DNN model occasionally gets terrible error

So I am playing around with a data set I have to test my knowledge from week 3 of the machine learning specialization.

I am currently plotting a graph of the performance of my model with different amounts of training data. This idea is inspired by the following graph in the optional lab under “bias and variance” section.

I have a function which gets the data from my database according to how many data samples i want. My problem is, every once in a while, as you can see in the following image, the model gets a terrible r^2 score (high error) on both the training set and the validation set.
Here is the example in written, why does the model fail at 5000 training examples, when it works as expected on 4000 and 6000? The model has around 60 input parameters.
(the written example is not from the same run as the following image)
4000 training samples:
Training r2: 0.28
Testing r2: 0.14
5000 training samples:
Training r2: -0.04
Testing r2: -0.05
6000 training samples:
Training r2: 0.23
Testing r2: 0.18

image

EDIT:
Running it again, I only get one such error in my 30 different sizes of training data:
image

I believe that looks like a pretty healthy model except for the error at 5000 training samples. Feel free to give me other thoughts about my model! Do you agree that getting more data would not be helpful in this case? That I should probably try to make a more complex model?
Appreciate any feedback!

There may be an issue in the construction or organization of your data set, or the method you’re using to feed into training or validation.

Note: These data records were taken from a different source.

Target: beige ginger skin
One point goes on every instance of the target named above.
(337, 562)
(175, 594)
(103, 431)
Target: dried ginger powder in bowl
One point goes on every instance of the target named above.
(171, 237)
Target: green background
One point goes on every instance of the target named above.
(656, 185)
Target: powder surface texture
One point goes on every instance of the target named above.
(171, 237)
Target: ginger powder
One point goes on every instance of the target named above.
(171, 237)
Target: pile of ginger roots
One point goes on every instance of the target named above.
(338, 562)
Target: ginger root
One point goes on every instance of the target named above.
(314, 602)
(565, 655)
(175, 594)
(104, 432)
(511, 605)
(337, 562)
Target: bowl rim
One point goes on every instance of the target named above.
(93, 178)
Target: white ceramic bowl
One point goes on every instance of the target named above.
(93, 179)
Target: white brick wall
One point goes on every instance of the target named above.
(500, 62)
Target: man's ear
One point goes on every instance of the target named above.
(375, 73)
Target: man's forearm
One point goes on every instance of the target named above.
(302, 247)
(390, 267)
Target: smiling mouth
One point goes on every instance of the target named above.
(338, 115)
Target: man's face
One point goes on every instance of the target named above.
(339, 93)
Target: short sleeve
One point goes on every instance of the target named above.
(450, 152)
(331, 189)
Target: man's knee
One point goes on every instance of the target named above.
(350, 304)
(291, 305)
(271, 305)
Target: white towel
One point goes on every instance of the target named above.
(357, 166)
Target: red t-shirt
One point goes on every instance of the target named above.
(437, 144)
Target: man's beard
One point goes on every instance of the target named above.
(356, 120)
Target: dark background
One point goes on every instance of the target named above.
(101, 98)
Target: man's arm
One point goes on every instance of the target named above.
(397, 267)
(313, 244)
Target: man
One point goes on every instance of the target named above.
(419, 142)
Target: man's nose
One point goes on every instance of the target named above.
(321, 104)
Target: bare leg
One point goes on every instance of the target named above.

When you use a learning curve method (where you vary the size of the training set), the order in which the samples are sorted can make a big difference.

The examples should be randomly shuffled, and you may need to do this several times and average the results.

Thanks for the reply!

I do in fact randomize the training examples. This is from my getData-function:
image

This is how I get the data and split it into training and validation (called test):

It strikes me as statistically improbable how it often fluctuates to an r^2 of around 0, but rarely any smaller but significant fluctuations (say down to .10 or .20 in this case). Also, with 26k training examples, it seems very unlikely that the model should get such a low r^2 out of pure chance. And then it is even when predicting on the training set.

Hello @torbjorn_Dahl,

If I compare the 2nd and the 3rd images in your first post of this thread, all “valleys” disappeared in the 3rd image but a new “valley” appears at 5000 there. If you have not changed any code in between these two results, then it means that the results are not quite reproducible, or the results might have some dependence that we have overlooked such that by rerunning the code (without restarting kernel), that dependence changed which leads to the changes in the new results.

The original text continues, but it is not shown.